Однажды вечером долгого дня, который Платон наполнил трудовыми свершениями, он ехал домой.

Всем видам транспорта, кроме Роллс-Ройса, который видел два раза в жизни издали и плохо разглядел, Платон предпочитал трамваи. В принципе ездить в них было неудобно, потому что их всё время трясло, раскачивало, в них стоял грохот и лязганье, а летом добавлялся нехороший запах и пыль. Но было в них одно преимущество перед другими видами доступного для граждан транспорта – чаще всего народу в трамвае было немного, а те, кто были, никуда не торопились, не болтали по мобильникам и выглядели людьми, смирившимися с тем, что Судьба отдохнула на них и отправилась восвояси. В общем, Платон чувствовал себя своим среди этих людей.

Сидя в переднем вагоне и мирно вздрагивая одновременно с его железным телом, Платон размышлял, не пора ли уже пригубить ту маленькую стограммовку коньяку, которую он заблаговременно припас для утоления жажды. Взвесив все текущие обстоятельства, Платон понял, что время пришло – жажда была, условия позволяли, возможность имелась.

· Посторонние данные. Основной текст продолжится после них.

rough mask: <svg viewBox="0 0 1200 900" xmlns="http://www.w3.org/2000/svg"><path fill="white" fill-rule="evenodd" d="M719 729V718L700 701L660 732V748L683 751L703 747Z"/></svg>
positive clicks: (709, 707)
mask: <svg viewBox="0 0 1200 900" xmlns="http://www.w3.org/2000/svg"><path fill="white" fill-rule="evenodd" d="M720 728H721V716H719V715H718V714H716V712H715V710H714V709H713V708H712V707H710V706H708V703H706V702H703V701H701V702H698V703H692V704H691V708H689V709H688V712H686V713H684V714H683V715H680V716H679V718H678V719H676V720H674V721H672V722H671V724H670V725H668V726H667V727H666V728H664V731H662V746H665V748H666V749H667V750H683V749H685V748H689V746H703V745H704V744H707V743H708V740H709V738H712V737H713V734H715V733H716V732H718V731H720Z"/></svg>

Отпив половину своей стограммовки, Платон уселся поудобнее и, мерно трясясь, стал ждать, когда подействует. Вначале в животе разлилось дивное тепло. Затем трамвай остановился. Выглянув в окошко, Платон понял, что то ли спереди, на путях, то ли внутри самого трамвая случилась авария. Вагоновожатая неразборчиво сообщила из динамика, что трамвай дальше не идёт, и открыла двери. Пользователи трамвая разделились на две части – одни, предварительно безадресно выматерясь, стали выходить, другие же меланхолично остались на своих местах.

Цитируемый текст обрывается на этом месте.